Chroniques

Sexe, makhzen et vidéo

Par Bahaa Trabelsi, journaliste et écrivaine

Que font les partis politiques pour protéger une partie de la population marocaine?
Tout a commencé avec une vidéo. Les images, empreintes de violence et de barbarie, relèvent de l’innommable.
Deux jeunes hommes en sang, nus, se font rosser par un groupe de personnes qui non satisfaites de « faire justice », hurlent d’appeler le makhzen pour punir les infortunés en accord avec le code pénal en vigueur.
En effet, l’article 489 du code pénal marocain criminalise « les actes licencieux ou contre nature avec un individu du même sexe ». Mais au delà de cette aberration inscrite dans l’obscurantisme, ce même code pénal ne punit-il pas la violation de domicile et l’agression à l’arme blanche?

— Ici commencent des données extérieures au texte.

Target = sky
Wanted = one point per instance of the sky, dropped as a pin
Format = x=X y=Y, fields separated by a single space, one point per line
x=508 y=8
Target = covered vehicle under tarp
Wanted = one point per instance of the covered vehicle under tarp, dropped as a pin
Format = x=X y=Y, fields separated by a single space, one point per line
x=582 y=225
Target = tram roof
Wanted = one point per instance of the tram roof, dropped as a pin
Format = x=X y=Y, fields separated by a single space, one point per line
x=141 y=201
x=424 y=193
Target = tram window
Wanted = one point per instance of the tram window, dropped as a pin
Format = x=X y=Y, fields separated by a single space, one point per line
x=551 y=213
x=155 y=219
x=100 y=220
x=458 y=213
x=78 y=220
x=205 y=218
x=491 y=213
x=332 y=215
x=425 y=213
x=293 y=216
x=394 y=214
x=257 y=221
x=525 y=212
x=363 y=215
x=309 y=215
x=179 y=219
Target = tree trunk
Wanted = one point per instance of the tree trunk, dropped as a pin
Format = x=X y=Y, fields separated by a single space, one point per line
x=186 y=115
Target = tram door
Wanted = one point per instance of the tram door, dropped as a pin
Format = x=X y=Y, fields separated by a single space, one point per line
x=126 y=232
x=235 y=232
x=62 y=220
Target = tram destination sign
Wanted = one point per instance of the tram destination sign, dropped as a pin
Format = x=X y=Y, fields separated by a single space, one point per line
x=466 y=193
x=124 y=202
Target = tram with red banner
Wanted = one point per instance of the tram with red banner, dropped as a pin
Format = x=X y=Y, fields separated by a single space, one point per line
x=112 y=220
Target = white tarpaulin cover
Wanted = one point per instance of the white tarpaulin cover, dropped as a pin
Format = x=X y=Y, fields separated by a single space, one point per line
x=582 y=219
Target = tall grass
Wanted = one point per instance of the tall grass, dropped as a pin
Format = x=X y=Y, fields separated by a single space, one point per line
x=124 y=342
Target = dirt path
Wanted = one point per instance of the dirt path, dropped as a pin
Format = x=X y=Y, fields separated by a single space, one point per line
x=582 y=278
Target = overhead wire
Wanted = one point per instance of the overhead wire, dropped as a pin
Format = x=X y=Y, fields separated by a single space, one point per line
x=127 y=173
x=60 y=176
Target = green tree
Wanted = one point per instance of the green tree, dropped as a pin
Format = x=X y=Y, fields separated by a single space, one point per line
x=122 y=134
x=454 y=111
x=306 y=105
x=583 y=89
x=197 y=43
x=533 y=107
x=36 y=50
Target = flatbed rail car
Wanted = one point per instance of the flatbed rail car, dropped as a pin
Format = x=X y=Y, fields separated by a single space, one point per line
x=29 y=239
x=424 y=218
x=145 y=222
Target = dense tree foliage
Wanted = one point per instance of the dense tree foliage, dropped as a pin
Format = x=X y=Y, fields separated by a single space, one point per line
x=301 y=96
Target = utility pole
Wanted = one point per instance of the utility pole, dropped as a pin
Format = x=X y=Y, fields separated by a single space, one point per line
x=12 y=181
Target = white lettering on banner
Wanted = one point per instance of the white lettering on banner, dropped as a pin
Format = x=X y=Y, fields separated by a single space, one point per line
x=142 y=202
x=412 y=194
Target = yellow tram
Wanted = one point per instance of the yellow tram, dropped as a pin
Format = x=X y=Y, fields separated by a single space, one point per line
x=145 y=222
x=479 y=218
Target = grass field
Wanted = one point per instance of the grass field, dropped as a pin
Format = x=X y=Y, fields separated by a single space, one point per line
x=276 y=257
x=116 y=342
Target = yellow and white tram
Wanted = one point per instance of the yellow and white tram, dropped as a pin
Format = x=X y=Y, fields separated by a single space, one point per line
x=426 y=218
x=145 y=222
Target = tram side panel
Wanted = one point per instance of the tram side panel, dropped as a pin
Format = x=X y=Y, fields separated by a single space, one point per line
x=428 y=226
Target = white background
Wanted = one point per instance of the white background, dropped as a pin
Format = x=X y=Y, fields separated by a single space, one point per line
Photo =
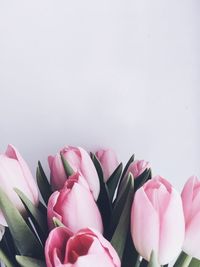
x=123 y=74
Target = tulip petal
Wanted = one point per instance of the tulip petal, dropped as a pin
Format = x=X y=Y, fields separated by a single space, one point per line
x=89 y=172
x=172 y=229
x=58 y=237
x=12 y=152
x=191 y=244
x=144 y=225
x=187 y=196
x=79 y=209
x=58 y=175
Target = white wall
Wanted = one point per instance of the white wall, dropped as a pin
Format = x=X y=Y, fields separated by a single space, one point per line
x=123 y=74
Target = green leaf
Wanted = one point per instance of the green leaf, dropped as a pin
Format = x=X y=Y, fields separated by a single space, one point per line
x=43 y=183
x=120 y=201
x=130 y=254
x=29 y=262
x=5 y=259
x=25 y=240
x=38 y=219
x=68 y=169
x=98 y=167
x=153 y=260
x=194 y=263
x=127 y=165
x=103 y=201
x=120 y=235
x=114 y=180
x=142 y=178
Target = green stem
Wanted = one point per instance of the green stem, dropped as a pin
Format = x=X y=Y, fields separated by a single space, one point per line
x=183 y=260
x=137 y=264
x=5 y=259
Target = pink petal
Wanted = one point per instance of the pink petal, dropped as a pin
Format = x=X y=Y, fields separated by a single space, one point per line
x=12 y=152
x=144 y=225
x=172 y=229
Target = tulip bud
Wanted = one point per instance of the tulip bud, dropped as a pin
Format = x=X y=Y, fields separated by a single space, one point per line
x=157 y=220
x=14 y=173
x=74 y=206
x=108 y=160
x=191 y=206
x=80 y=161
x=138 y=167
x=85 y=248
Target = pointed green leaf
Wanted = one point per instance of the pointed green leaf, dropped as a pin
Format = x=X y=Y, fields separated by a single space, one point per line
x=29 y=262
x=114 y=180
x=39 y=220
x=142 y=178
x=153 y=260
x=127 y=165
x=130 y=254
x=120 y=235
x=103 y=202
x=43 y=183
x=98 y=167
x=194 y=263
x=68 y=169
x=25 y=240
x=120 y=201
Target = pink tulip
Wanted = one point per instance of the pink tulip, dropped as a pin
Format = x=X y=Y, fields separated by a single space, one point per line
x=74 y=206
x=80 y=161
x=138 y=167
x=157 y=220
x=191 y=206
x=87 y=248
x=14 y=173
x=108 y=160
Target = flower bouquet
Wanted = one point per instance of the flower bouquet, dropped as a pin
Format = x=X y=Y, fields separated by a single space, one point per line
x=93 y=212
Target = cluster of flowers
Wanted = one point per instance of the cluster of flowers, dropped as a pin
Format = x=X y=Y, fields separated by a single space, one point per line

La justice finit par condamner les agresseurs à deux mois de prison avec sursis. La victime quant à elle écope d’une peine de quatre mois de prison ferme pour « actes sexuels contre-nature avec récidive et ivresse ».
Le parquet poursuit également la deuxième victime pour « actes sexuels contre-nature » et les quatre hommes pour leur irruption dans l’appartement et « port d’armes ». Par ailleurs, dix-sept organisations des droits humains exigent « l’abrogation de l’article 489 du Code pénal afin de garantir et de protéger les libertés individuelles et la vie privée des citoyennes et des citoyens ».
Dans la nouvelle constitution de 2011, le préambule stipule que le Royaume du Maroc s’engage à « bannir et combattre toute discrimination à l’encontre de quiconque, en raison du sexe, de la couleur, des croyances, de la culture, de l’origine sociale ou régionale, de la langue, du handicap ou de quelque circonstance personnelle que ce soit ».
Mais que vaut un texte constitutionnel sans loi organique? Que font nos politiciens? Pourquoi les partis politiques ne condamnent-ils pas clairement l’homophobie et ne demandent-ils pas à ce que l’article 489 soit abrogé?

Ils ont été élus aussi pour protéger les citoyens et veiller à ce que justice soit faite. Pourquoi ce silence? De quoi ont-ils peur?
Dans la Déclaration des Nations Unies relative aux droits de l’Homme et à l’orientation sexuelle et l’identité de genre, il est clairement dit: «Nous demandons instamment aux États de prendre toutes les mesures nécessaires, notamment législatives et administratives, pour garantir que l’orientation sexuelle et l’identité de genre ne soient, en aucune circonstance, le fondement de sanctions pénales, en particulier d’exécutions, d’arrestations ou de détention. Nous demandons instamment aux États de garantir que des enquêtes sont menées sur les violations des droits de l’Homme fondées sur l’orientation sexuelle ou l’identité de genre et que leurs auteurs sont reconnus responsables et traduits en justice».

Il est temps de faire face à nos responsabilités. L’homosexualité n’est ni une maladie ni un acte criminel, c’est une orientation sexuelle au même titre que l’hétérosexualité ou la bisexualité. Nos citoyens homosexuels sont menacés. Ils représentent selon les statistiques mondiales entre 5 et 10 % de la population.
Certains fuient le pays et demandent asile ailleurs, d’autres se terrent comme un gibier pris en chasse. Est-il normal qu’une société lynche sans vergogne une partie de sa population?

Est-il normal de nier ce qui est? Quand j’étais bénévole à l’Association de lutte contre le sida, les gens refusaient d’entendre parler de prévention, parce que d’après eux, les Marocains ne sont pas censés avoir de rapports sexuels hors mariage. De qui nous moquons-nous? Nos partis politiques doivent se positionner comme le fait la société civile à travers ses associations au risque de perdre des électeurs. Il y va de leur devoir.